The collection has been a useful earner for the girl who left school with three O levels and had no need to work while married to rich men. She has continued to take photographs – portraits of actors for their books and pictures from her travels. Does the contemporary work sell? “No one’s really interested,” she says without rancour.
Freddie needs a walk so we put on coats and set off for Holland Park where the trees are still leafless but there are daffodils and a hint of spring. Boyd has been with her partner, property developer Rod Weston, for 20 years – “we are old friends” – and they wed in 2015. They share the Kensington flat and a cottage in Sussex bought for her by Clapton. Why did they decide to marry? “We have lots of nieces and nephews between us,” she says, “we wanted to put everything in order so there wouldn’t be any tears.” We walk on a few paces: “It’s funny,” she says, “Rod has been much nicer since we married and I am happier and less selfish. I didn’t anticipate that.”

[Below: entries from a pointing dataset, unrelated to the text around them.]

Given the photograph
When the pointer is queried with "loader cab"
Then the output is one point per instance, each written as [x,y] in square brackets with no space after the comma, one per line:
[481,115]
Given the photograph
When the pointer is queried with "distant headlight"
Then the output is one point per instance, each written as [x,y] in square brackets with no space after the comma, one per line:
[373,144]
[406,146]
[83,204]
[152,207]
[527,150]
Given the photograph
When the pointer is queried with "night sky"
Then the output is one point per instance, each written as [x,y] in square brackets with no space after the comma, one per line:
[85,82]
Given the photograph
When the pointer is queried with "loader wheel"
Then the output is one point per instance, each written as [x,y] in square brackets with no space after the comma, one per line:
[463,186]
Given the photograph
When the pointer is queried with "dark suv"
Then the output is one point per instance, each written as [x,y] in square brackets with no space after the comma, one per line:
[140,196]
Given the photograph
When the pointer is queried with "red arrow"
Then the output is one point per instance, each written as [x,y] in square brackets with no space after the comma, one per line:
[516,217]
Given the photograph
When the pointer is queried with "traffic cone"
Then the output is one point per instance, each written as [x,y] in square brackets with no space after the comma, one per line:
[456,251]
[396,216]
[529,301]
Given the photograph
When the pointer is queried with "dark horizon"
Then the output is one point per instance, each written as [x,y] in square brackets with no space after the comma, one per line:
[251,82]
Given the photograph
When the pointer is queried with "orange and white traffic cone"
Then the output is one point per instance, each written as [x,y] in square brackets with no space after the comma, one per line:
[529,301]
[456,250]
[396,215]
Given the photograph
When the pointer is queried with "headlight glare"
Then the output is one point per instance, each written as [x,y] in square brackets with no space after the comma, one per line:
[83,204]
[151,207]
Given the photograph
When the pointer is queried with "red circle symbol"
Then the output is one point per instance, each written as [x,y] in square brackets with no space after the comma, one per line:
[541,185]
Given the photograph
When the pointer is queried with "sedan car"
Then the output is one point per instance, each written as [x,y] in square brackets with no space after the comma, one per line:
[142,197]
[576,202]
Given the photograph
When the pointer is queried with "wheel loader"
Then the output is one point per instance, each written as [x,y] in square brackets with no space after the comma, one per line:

She remained friends with Harrison until his death from cancer in 2001 and has stayed in touch with Clapton, many years sober and married with three more children. Last year she accompanied him to the launch of a documentary about him, A Life in 12 Bars, in which she features, naturally. “He rang me and said, ‘It’s a bit raw Pattie, I hope you’ll be OK.’ I said, ‘I’ll be fine Eric. I’m a grown-up now.”
George Harrison, Eric Clapton and Me: An Evening with Pattie Boyd will be held at Sydney’s Four Seasons Hotel on May 15. Boyd’s work will be shown at the Blender Gallery in Paddington from May 5 to June 2 as part of the Head On Photo Festival.